Ghada Samman, Un taxi per Beirut, traduzione di S. Pagani, Jouvence, Roma 1995

(Iniziato a scrivere il 9 ottobre 1974
prima stesura conclusa alle 11,15 del 23 ottobre 1974; fine versione definitiva alle 1,30 del 22 novembre 1974)
 

Così termina Beirut 75 (titolo originale del romanzo) di Ghada Sammàn, anticipatore degli eventi che hanno afflitto il Libano. Nel caso di questo romanzo si è parlato del potere profetico della letteratura, e aggiungerei, nello specifico dell’intellettuale che sa leggere la realtà e che si interroga, rifiutando di considerare la propria opera e il proprio ruolo all’interno della società come qualcosa di avulso dal reale.

Ghada Sammàn si è spesso interrogata su questo tema e in Un taxi per Beirut ci trasporta in un viaggio all’inferno attraverso l’esperienza di cinque persone che si dirigono verso la città per motivi diversi e che da essa saranno per sempre trasformati. Se la città diventa fonte di alienazione e inutile risulta l’esservisi trasferiti per sfuggire a un’altra alienazione, quella dell’inerzia della periferia e della campagna, essa lo è perché i prodromi della guerra hanno alterato la relazione fra persone, che si costruisce solo in base a rapporti gerarchici e di violenza.

Beirut diventa così la porta dell’Inferno dantesco (p. 21) e l’unica via d’uscita sembra essere la follia, tema ricorrente nella letteratura libanese di guerra.
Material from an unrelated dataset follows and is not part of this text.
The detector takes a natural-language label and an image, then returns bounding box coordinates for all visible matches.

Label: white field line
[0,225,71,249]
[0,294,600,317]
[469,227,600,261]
Non potendo più riconoscersi in un’identità libanese i protagonisti del romanzo scelgono identità fittizie o si riconoscono in stati alterati d’allucinazione che non valgono a portar loro serenità. Perso o dimenticato il loro lato umano essi sono come animali, altra metafora ricorrente nelle opere dell’autrice, in questo caso come pesci rossi, prigionieri in buste di plastica traslucide che continuano a girare in tondo nel loro orizzonte limitato. Lo sguardo acquoso, continuano a muoversi in circolo illudendosi di poter sfuggire alla realtà che li circonda, ma urtano continuamente contro le pareti di plastica del sacchetto, che li respingono al centro di un microuniverso di prigionia, la monotonia del quale può essere spezzata solo da un evento eccezionale:

“In quello stesso istante, una busta si ruppe all’improvviso, e l’acqua si rovesciò trascinando i pesci sul marciapiede. Farah vide i pesci guizzare disperatamente sull’asfalto, scivolando tra le dita del venditore che cercava di metterli in una busta nuova, e fu scosso da un pianto silenzioso.” (p. 54)

I pesci, a Beirut, possono comunicare solo rompendo le loro piccole monadi, che tuttavia sono anche quelle che li mantengono in vita, perché contengono l’acqua; fuori da esse l’asfalto significa morte. Significa distruggersi l’un l’altro, forse senza nemmeno comprenderne il motivo, spinti da una forza alla quale non ci si può opporre. Un romanzo senza speranza e intriso di dolore che anticipa quello che sarà Incubi di Beirutma che nel suo presentare una disperazione di vita ci colpisce per la lucidità di pensiero dell’autrice.